Slashdot Mirror


Google Programming Contest

AccordionGuy writes: "Google has just announced its first annual programming contest! The objective is to write a program that will do something "interesting" with the about 900,000 Web pages' worth data that's Google provides. In addition to writing the program, contestants also have to convince the judges why their program is interesting (or useful) and why it will scale (that is, handle a constantly increasing load of data that grows as the Web grows). The prize is US$10,000 in cash, a V.I.P. tour of the Google facility in Mountain View, California and possibly a chance to run their program on Google's complete billion-Web-page store."

18 of 629 comments (clear)

  1. Googlewhacking by waldoj · · Score: 4, Informative

    An automated Googlewhacking system.

    Ingenius!

    -Waldo Jaquith

  2. Re:So basically... by anthony_dipierro · · Score: 5, Informative

    That's assuming that any contest entries automatically become the property of Google.

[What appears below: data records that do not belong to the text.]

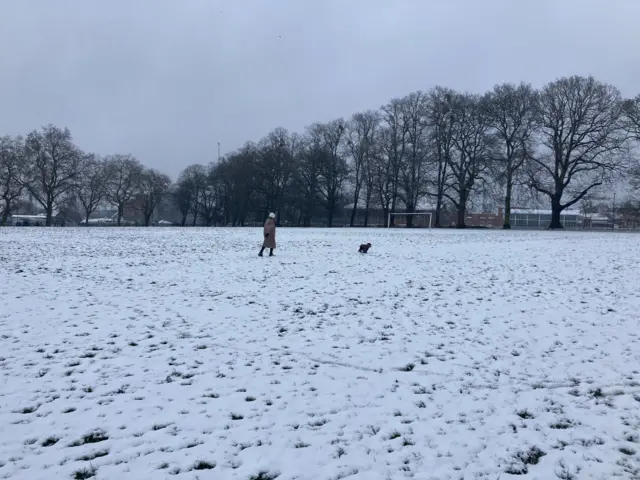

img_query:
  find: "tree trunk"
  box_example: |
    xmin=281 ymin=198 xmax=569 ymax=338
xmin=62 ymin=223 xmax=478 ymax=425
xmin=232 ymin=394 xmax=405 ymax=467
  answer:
xmin=45 ymin=203 xmax=53 ymax=227
xmin=405 ymin=205 xmax=416 ymax=228
xmin=433 ymin=191 xmax=443 ymax=228
xmin=364 ymin=191 xmax=371 ymax=228
xmin=349 ymin=204 xmax=358 ymax=227
xmin=456 ymin=190 xmax=468 ymax=228
xmin=382 ymin=207 xmax=391 ymax=227
xmin=502 ymin=179 xmax=513 ymax=230
xmin=386 ymin=194 xmax=397 ymax=226
xmin=549 ymin=195 xmax=564 ymax=230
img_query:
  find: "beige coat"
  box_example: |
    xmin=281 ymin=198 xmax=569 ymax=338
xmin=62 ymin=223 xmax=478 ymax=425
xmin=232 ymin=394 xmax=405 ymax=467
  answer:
xmin=262 ymin=218 xmax=276 ymax=248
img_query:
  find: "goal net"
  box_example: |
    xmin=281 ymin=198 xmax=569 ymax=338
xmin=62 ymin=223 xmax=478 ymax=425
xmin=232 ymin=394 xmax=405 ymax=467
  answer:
xmin=387 ymin=212 xmax=431 ymax=228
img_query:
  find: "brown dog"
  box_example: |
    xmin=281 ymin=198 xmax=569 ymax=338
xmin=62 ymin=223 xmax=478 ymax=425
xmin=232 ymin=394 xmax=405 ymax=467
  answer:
xmin=358 ymin=243 xmax=371 ymax=253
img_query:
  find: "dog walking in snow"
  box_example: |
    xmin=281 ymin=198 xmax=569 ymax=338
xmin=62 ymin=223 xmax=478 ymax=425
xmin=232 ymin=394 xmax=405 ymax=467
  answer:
xmin=258 ymin=213 xmax=276 ymax=257
xmin=358 ymin=243 xmax=371 ymax=253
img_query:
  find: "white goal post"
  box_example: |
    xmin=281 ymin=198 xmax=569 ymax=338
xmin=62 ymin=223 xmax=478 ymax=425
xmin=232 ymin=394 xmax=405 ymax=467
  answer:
xmin=387 ymin=212 xmax=431 ymax=228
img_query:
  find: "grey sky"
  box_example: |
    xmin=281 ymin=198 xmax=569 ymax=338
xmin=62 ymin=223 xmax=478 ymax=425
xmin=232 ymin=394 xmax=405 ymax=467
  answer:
xmin=0 ymin=0 xmax=640 ymax=178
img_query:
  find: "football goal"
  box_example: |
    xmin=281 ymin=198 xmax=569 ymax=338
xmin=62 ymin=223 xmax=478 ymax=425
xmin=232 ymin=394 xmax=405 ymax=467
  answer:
xmin=387 ymin=212 xmax=431 ymax=228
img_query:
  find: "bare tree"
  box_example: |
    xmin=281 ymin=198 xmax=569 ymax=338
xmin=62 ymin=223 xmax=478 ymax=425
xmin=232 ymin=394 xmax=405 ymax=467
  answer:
xmin=346 ymin=110 xmax=380 ymax=227
xmin=136 ymin=168 xmax=171 ymax=227
xmin=198 ymin=164 xmax=220 ymax=227
xmin=623 ymin=94 xmax=640 ymax=142
xmin=483 ymin=83 xmax=538 ymax=229
xmin=105 ymin=154 xmax=143 ymax=226
xmin=294 ymin=123 xmax=329 ymax=227
xmin=215 ymin=144 xmax=259 ymax=226
xmin=73 ymin=155 xmax=107 ymax=227
xmin=399 ymin=91 xmax=429 ymax=227
xmin=172 ymin=178 xmax=193 ymax=227
xmin=25 ymin=125 xmax=85 ymax=226
xmin=318 ymin=119 xmax=349 ymax=227
xmin=528 ymin=76 xmax=627 ymax=229
xmin=428 ymin=87 xmax=455 ymax=227
xmin=0 ymin=136 xmax=25 ymax=226
xmin=444 ymin=94 xmax=491 ymax=228
xmin=256 ymin=127 xmax=299 ymax=224
xmin=378 ymin=98 xmax=409 ymax=223
xmin=173 ymin=164 xmax=207 ymax=226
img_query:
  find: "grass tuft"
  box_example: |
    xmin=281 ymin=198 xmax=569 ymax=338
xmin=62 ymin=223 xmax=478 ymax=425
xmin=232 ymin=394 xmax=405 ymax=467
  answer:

    With regard to an entry you submit as part of the Contest, you grant Google a worldwide, perpetual, fully paid-up, non-exclusive license to make, sell, or use the technology related thereto, including but not limited to the software, algorithms, techniques, concepts, etc., associated with the entry

    So basically, google doesn't own your code, only the right to use it. GPLing your code would satisfy the worldwide, perptual non-exclusive license grant.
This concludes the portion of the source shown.